The CD-Online system incorporates an Internet connection kit, consisting of CD-based software and a 14,400 baud modem that plugs into the phone socket. The kits will cost pounds 99 and include a month's free access to CD- Online, an Internet service provided on Philips's behalf by Pipex. After the first month, access costs for unlimited use are pounds 11.99 per month (but remember you still have to pay your phone bills). The Pipex connection means that more than 80 per cent of the UK population is only a local phone call away from the Internet.

The software for the CD-i comes, naturally enough, in compact disc form. It includes a specially developed Web browser, newsgroup reader and e- mail program that can send and receive messages. In order to cope with the limited nature of the CD-i controls, which consist of a handheld joystick and some buttons, the on-screen menus allow you to "compose" e-mail from menus of words, letters and numbers.
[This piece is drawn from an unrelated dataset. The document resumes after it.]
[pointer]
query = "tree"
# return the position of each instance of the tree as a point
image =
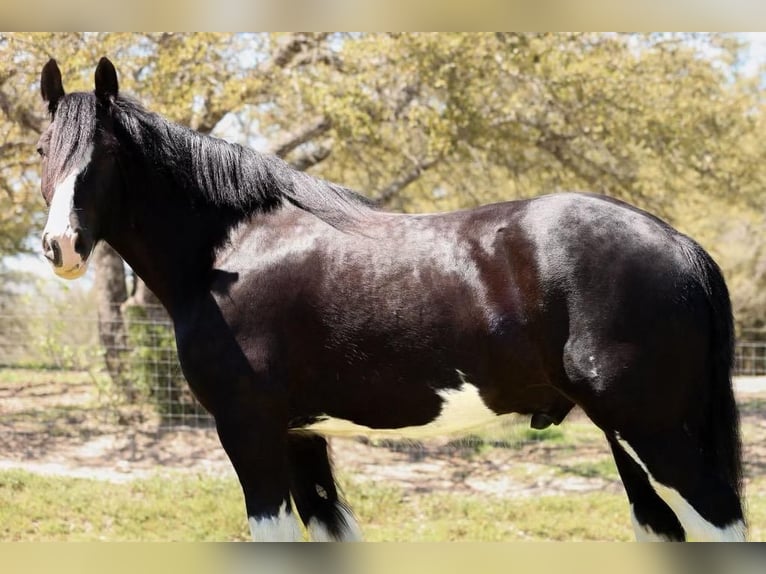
(434, 121)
In this way, you will be able to send messages to anyone else who also has an e-mail address, and type in any Web address, no matter how complex. Besides the basic software, there will also be quarterly update discs, with "a wealth of information about Web sites and services."

CD-Online has its own homepage on the Web, at http://www.cd-online.co.uk/. It includes a useful starter's guide to the Net, which is worth a visit even if you don't own a CD-i player but want a quick, clear online briefing about the Net. And the system is reputedly easy to set up and use.

However, the shift from computer to TV does mean some of the functionality of conventional systems is lost. The CD-i has no connection for hard or floppy disks, so e-mail cannot be stored (unless it is left on the Pipex mailserver) and any files that you download, or are sent, cannot be stored or transferred. This means, for example, that you wouldn't be able to grab fun items such as the Guinness screensaver (which is now spreading, virus-like, around so many companies) that one can pick up at the Web site listed at the end of its adverts.

Philips is keen to present CD-Online as an innovative product that is just what people want - a means of avoiding having to squint at a PC's screen in order to browse the global network of networks.

CD-i has always been slightly ahead of its time, however, which has hit sales, and it seems possible that once again Philips has come up with a winner, but a few years too soon. The original product was a case in point: you only have to compare the sales of CD-i with those of Sega, Nintendo and, more recently, Sony CD-Rom-based games machines to see that Philips had the right idea too early. And at the moment, the Internet is such a dull medium - in terms of visual excitement - that when viewed on a TV screen, the comparison with TV programmes may pall. But when there are real-time videos on the Net (a development that remains a few years off, no matter what anyone tells you), it could be just the ticket.